Levantamento feito pelo Ibama com base em dados de autorizações de transporte e notas de exportação mostrou que apenas 7.398 metros cúbicos teriam origem de alguma forma "comprovada" - ou seja, mais de 11 mil metros cúbicos do mogno liberados pelos juízes brasileiros eram totalmente ilegais. Seis das dez empresas tinham exportado mogno em volume superior à documentação de que dispunham.
Não tendo como dizer quais dos carregamentos dessas empresas seriam "legais" e quais seriam "ilegais", o Ibama sugeriu aos Estados Unidos que liberassem o mogno por ordem de chegada. O Greenpeace considera o método adotado completamente esdrúxulo e legalmente discutível, já que o Ibama baseou-se em dados de autorizações de exploração para planos de manejo, que na maioria dos casos inflam os estoque de madeira na floresta para obter papéis para legalizar a madeira ilegal.
"Além disso, os números do Ibama são inconsistentes, como atesta o exemplo da Tapajós Timber, do Pará (6)", explica Paulo Adário, coordenador da campanha da Amazônia do Greenpeace. "Em carta ao governo americano, datada de 22 de maio de 2002, a então direção do Ibama informou que, dos 5.898 metros cúbicos exportados pela Tapajós Timber graças a liminares judiciais, 3.726 metros cúbicos teriam `origem legal`. No entanto, em estudo produzido três meses depois, o mesmo Ibama disse que a empresa exportou 5.894 metros cúbicos e que apenas 2.556 tinham `origem comprovada`. Ou seja, 1.342 metros cúbicos, no valor de mais de US$ 1 milhão, teriam sido liberados indevidamente. O mesmo pode ter ocorrido em outros casos", diz Adário.

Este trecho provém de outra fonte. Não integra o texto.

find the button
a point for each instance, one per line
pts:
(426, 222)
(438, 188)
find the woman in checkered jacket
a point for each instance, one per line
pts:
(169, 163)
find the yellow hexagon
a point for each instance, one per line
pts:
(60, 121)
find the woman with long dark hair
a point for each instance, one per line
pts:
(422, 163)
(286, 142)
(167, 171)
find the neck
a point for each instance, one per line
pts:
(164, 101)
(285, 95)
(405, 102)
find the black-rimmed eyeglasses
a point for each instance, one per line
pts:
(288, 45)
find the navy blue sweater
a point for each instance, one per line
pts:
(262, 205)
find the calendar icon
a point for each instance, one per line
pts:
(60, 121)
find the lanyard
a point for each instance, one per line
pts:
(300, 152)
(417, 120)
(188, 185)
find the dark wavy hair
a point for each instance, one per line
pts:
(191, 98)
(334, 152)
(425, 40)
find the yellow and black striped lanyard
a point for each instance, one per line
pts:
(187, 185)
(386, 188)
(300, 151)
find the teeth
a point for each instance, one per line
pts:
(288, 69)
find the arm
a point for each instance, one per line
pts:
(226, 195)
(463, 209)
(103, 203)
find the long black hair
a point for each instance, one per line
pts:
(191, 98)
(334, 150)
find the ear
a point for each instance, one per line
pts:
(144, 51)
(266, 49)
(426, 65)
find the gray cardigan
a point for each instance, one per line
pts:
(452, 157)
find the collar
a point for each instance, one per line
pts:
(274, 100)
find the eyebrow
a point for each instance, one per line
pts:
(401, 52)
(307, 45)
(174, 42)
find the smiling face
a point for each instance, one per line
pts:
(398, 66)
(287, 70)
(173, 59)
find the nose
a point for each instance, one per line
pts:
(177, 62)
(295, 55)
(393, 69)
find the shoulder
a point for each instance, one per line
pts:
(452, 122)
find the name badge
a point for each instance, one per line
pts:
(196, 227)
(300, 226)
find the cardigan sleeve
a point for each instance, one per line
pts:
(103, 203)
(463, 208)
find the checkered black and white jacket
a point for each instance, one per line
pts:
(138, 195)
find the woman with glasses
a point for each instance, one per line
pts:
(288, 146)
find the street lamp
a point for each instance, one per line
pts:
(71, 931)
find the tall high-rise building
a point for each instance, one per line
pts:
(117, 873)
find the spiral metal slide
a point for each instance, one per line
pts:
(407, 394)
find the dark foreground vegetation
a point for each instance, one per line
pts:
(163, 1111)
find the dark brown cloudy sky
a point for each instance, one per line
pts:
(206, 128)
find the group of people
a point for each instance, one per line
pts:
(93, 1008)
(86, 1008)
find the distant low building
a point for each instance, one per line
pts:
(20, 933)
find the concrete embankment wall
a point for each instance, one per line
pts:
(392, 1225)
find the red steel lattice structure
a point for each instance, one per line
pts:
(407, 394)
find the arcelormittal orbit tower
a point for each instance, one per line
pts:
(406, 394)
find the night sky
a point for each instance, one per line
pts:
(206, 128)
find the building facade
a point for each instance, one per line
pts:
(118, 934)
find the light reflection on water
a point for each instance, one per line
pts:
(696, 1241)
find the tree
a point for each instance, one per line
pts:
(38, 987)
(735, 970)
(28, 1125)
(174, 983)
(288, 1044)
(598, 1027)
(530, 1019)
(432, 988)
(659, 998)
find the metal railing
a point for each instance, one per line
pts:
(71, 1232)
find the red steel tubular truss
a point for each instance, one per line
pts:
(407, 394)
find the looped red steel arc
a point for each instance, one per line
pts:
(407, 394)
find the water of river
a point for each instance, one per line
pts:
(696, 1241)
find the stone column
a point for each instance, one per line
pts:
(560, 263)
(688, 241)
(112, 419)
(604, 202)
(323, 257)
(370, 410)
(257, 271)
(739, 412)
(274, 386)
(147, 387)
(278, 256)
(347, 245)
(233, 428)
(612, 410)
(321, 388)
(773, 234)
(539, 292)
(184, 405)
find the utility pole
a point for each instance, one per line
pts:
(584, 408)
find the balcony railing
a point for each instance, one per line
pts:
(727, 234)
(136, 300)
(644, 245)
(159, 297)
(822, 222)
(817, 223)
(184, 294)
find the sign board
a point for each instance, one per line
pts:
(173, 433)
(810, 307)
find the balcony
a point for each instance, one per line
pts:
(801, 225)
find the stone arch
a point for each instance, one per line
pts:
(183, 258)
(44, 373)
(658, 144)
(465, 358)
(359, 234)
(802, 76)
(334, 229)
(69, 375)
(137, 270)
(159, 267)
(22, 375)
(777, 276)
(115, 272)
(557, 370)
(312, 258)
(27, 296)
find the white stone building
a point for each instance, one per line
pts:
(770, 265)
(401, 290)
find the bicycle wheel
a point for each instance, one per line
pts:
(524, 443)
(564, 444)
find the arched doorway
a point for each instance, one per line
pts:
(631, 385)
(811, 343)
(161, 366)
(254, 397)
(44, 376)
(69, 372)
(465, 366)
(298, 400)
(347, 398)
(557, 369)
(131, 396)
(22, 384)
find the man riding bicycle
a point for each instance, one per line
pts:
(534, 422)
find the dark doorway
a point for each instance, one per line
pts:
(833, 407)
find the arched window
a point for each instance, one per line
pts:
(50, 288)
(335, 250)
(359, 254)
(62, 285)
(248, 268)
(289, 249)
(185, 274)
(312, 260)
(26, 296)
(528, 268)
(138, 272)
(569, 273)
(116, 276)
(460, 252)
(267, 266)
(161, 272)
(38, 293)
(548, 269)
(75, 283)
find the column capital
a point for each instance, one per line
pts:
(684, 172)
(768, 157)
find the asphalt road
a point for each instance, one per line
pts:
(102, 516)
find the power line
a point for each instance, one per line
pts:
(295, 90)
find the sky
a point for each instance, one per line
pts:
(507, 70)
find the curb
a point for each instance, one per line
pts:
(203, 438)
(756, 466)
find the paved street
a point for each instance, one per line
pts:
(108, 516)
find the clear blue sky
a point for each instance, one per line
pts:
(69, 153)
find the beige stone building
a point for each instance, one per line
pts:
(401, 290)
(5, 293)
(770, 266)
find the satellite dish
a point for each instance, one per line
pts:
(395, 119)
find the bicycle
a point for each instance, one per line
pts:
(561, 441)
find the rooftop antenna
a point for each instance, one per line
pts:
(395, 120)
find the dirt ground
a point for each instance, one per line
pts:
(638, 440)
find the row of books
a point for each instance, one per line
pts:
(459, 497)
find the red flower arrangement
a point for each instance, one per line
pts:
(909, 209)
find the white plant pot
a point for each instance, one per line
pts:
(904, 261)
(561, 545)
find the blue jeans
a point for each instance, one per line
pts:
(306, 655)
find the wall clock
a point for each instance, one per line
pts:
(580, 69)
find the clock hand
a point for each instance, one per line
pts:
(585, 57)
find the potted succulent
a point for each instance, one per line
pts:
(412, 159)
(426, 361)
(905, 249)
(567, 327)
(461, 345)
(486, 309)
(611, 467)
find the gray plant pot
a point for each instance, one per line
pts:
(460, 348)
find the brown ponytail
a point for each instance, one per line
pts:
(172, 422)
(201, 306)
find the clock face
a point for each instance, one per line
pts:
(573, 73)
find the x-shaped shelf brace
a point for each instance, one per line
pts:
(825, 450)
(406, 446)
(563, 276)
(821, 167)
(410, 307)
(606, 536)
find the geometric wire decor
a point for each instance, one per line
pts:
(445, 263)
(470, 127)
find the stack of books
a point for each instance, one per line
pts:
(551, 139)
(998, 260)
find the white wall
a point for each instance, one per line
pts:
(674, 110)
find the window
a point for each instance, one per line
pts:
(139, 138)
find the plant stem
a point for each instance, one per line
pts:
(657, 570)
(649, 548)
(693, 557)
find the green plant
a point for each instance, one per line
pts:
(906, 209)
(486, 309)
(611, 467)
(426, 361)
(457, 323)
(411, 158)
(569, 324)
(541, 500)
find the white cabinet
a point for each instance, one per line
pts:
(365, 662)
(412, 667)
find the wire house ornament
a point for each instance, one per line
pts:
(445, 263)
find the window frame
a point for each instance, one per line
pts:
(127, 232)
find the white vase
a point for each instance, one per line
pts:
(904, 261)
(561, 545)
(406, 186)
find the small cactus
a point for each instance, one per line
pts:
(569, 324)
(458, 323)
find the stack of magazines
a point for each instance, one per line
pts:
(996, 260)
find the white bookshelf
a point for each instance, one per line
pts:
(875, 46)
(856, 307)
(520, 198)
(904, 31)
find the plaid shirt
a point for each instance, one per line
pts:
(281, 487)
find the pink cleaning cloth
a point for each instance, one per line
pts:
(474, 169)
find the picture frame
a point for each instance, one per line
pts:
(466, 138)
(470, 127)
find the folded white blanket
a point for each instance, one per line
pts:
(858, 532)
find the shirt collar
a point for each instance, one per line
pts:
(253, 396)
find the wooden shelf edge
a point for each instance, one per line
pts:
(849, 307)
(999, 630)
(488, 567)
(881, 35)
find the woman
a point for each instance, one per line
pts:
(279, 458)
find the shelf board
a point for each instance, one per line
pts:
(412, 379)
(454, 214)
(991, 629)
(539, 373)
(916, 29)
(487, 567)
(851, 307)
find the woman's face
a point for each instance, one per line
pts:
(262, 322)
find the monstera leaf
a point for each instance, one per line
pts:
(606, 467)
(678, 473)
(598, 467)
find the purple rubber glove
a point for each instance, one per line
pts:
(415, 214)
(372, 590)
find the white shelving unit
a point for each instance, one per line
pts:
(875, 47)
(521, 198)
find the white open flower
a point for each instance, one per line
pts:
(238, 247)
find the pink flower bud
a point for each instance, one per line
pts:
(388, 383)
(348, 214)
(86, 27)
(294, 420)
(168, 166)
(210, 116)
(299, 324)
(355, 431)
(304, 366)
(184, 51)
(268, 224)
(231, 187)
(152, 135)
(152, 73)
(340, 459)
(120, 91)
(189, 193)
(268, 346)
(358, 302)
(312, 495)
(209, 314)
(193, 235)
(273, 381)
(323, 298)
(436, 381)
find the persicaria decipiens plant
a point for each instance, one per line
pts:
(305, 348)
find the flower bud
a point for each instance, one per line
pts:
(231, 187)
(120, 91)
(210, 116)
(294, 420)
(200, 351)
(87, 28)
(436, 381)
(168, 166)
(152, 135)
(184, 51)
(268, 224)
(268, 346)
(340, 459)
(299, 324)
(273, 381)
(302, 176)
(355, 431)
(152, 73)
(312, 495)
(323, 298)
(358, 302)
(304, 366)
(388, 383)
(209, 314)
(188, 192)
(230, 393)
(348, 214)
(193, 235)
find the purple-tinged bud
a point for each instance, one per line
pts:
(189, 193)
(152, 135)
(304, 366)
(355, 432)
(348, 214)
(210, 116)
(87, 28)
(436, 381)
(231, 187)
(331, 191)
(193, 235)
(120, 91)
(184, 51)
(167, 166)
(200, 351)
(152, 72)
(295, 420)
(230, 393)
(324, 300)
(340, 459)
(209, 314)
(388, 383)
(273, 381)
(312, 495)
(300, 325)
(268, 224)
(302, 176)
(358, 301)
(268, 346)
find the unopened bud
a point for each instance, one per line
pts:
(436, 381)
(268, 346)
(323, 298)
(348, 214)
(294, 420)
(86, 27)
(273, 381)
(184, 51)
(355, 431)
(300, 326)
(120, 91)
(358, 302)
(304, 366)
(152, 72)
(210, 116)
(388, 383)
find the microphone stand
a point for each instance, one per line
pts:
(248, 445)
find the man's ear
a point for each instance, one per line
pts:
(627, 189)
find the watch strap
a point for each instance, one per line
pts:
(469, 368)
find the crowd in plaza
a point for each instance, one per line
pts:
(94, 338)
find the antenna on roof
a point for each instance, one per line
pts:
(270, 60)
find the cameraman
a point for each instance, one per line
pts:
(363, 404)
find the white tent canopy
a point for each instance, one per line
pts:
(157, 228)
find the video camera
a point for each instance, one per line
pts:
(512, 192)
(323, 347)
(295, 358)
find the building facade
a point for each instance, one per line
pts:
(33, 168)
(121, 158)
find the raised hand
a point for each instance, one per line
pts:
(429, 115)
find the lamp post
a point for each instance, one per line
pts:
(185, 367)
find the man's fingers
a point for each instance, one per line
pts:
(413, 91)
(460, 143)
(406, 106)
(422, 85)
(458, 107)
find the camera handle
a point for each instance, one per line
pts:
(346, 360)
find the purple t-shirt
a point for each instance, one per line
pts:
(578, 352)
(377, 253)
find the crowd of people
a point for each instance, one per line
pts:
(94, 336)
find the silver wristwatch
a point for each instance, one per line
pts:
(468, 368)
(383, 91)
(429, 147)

Até agora, o mogno estava listado no Anexo III da Cites, que demonstrou ser insuficiente para impedir que madeireiros, muitas vezes com o beneplácito de juízes locais, se aproveitassem da falta de estrutura do Ibama e do insuficiente controle nos portos brasileiros para explorar e exportar mogno de origem ilegal e predatória. Depois de forte campanha do Greenpeace, a Cites determinou, em novembro de 2002, o aumento da proteção ao mogno. A decisão da Convenção de incluir o mogno no chamado Anexo II, obrigando países exportadores e importadores a garantir que a madeira seja explorada de forma legal e não coloque em risco a sobrevivência da espécie, só entra em vigor em novembro deste ano.